Kneron

Model Optimization & Quantization

Achieving real-time performance on edge hardware requires optimization. This guide details strategies for reducing model size and latency while maintaining accuracy.

1. Post-Training Quantization (PTQ)

Kneron supports standard INT8 PTQ. This is the default mode and requires no retraining.

Calibration Dataset

The quality of quantization depends on your calibration dataset.

  • Use 50-100 images.
  • Images should be representative of the target domain (e.g., if deploying for face recognition, use face images).
  • Preprocessing (resize/normalization) must match the inference time logic.
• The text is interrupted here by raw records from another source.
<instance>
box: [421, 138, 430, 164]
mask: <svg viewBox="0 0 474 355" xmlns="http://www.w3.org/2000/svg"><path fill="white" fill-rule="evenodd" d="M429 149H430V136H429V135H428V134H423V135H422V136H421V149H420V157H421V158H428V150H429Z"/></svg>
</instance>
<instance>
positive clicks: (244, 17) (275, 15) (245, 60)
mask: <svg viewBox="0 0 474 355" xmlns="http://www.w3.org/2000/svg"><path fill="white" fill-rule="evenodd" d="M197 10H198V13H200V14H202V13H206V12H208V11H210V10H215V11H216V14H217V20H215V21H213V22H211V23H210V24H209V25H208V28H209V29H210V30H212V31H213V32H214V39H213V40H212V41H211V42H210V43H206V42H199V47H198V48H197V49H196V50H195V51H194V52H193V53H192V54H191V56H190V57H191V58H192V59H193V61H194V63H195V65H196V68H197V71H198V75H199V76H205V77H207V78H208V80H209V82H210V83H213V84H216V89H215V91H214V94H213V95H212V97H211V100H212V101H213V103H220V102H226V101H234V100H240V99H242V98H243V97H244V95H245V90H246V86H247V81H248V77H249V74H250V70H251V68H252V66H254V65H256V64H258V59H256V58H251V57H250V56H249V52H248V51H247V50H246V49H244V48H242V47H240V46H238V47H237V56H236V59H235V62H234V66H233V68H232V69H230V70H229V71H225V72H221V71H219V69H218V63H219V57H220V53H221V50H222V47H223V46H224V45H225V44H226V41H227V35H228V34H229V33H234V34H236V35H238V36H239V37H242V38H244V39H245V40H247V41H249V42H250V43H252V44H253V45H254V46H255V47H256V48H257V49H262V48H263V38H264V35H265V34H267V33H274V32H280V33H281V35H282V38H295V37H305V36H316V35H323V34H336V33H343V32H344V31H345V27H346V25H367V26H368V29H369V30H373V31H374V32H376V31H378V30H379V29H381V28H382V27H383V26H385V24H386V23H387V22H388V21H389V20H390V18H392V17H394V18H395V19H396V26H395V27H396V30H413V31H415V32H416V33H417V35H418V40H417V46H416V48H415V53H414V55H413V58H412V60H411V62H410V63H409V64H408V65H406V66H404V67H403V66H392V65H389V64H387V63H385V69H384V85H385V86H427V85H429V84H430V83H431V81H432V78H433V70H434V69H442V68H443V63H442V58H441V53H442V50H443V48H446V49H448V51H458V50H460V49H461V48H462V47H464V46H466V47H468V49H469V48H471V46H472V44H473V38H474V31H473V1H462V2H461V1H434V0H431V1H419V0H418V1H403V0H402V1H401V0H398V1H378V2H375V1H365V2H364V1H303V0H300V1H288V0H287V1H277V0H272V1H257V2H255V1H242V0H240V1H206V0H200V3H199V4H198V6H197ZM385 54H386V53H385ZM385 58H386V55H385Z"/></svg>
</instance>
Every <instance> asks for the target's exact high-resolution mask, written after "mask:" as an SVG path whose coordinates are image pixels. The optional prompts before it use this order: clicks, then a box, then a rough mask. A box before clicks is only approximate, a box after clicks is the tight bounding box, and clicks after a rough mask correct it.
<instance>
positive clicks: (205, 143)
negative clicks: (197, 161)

2. Quantization Aware Training (QAT)

If PTQ results in significant accuracy drop (>1%), consider QAT.

QAT simulates quantization noise during training, allowing the weights to adapt.

# PyTorch Example (Conceptual) model.qconfig = torch.quantization.get_default_qat_qconfig('fbgemm') torch.quantization.prepare_qat(model, inplace=True) # ... Retrain for a few epochs ...

3. Optimization Tips

Reduce Input Resolution

Halving the resolution (e.g., 640x640 -> 320x320) reduces compute load by 4x. Check if your accuracy tolerates this.

Pruning

Remove channels with near-zero weights. Kneron toolchain supports unstructured pruning up to 50% sparsity.

4. Performance Analysis

Use the profiler to identify bottlenecks.

MetricTarget (KL720)Action if Failed
Latency< 33ms (30fps)Reduce depth or input size.
Accuracy Loss< 1.0%Increase calibration set size or use QAT.